LAS BUENAS Y LAS MALAS

Durante el resto del año, fueron incontables las noticias que llenaron las primeras planas. Cayó el sha de Irán y se estableció un régimen islámico en ese país; Vietnam invadió a Camboya y luego China a Vietnam.

También en 1979 se incendió el pozo petrolero mexicano Ixtoc I; sufrió un accidente la planta nuclear de la isla estadunidense de Tres Millas, y un avión procedente de Los Ángeles se estrelló en el aeropuerto de la ciudad de México donde murieron 71 pasajeros.

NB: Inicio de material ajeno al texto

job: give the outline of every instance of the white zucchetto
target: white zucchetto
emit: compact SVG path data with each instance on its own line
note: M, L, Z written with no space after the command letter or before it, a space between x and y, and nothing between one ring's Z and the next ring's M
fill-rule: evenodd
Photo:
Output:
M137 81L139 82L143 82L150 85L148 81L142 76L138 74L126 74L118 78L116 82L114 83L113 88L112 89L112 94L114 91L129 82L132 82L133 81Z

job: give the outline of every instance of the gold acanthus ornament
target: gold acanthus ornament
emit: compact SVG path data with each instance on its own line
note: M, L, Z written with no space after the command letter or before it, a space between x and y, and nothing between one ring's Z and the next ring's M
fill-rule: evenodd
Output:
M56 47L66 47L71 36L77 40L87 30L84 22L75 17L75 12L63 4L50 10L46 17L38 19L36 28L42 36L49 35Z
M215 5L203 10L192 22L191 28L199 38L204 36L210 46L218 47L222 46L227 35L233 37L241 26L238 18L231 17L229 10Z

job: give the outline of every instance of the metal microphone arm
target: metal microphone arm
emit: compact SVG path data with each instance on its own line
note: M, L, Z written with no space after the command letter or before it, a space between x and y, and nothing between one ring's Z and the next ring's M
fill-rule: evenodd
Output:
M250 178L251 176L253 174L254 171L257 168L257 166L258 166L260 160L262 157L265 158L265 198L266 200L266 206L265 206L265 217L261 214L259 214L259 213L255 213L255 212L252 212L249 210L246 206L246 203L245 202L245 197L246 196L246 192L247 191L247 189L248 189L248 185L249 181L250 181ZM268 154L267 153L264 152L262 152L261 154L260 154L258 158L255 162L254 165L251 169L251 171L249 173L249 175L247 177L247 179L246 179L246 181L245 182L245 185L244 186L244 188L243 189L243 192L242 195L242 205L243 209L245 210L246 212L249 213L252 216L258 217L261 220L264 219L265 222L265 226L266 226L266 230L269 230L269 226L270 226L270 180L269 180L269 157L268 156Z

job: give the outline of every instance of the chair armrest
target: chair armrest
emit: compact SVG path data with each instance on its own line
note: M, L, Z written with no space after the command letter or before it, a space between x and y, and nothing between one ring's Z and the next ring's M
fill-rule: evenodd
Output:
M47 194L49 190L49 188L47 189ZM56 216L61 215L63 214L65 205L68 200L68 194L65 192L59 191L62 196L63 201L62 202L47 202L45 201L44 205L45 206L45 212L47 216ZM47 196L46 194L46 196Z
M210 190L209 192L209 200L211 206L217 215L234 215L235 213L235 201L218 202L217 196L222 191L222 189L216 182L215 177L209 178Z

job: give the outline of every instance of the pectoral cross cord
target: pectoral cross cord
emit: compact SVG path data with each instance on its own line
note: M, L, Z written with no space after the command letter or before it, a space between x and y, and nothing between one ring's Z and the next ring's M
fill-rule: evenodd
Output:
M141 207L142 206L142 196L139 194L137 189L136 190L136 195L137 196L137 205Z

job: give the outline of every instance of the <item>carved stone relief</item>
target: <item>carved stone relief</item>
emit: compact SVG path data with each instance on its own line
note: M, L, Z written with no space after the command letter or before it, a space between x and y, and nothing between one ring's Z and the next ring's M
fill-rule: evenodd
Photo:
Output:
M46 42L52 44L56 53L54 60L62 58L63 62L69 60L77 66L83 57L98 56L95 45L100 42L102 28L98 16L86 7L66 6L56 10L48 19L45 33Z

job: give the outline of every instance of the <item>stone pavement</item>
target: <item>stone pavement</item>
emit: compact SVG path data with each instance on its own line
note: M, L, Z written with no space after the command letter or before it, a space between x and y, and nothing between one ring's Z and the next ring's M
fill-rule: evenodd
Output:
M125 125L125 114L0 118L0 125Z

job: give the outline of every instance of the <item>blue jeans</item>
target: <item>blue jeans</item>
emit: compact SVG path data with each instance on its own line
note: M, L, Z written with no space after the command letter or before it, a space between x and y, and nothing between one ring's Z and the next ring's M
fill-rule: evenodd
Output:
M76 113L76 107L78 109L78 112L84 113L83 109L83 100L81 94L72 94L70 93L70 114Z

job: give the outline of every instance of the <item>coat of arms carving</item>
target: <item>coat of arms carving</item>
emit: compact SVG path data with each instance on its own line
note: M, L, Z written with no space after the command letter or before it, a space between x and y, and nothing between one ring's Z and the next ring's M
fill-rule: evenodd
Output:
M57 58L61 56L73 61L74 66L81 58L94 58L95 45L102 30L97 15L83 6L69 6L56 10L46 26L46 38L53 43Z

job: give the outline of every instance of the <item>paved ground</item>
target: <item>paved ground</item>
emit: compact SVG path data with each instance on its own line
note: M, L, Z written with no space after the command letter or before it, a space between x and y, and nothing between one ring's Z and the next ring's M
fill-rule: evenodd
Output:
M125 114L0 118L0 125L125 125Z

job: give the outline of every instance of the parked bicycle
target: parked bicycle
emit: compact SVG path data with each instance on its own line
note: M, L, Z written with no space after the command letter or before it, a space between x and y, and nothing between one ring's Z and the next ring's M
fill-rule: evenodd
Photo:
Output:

Mientras que en Nicaragua huía Anastasio Somoza y tomaba el poder el Frente Sandinista de Liberación Nacional, en Gran Bretaña Margaret Thatcher se convertía en Europa en la primera mujer que asumía el cargo de primer ministro. El Premio Nobel de la Paz fue otorgado a la Madre Teresa de Calcuta.

En la lista de quienes dieron la nota luctuosa aquel año, figuraron el cardiólogo y ex rector de la UNAM Ignacio Chávez, el “filósofo del 68” Herbert Marcuse, el político peruano Víctor Raúl Haya de la Torre y el ex presidente mexicano Gustavo Díaz Ordaz.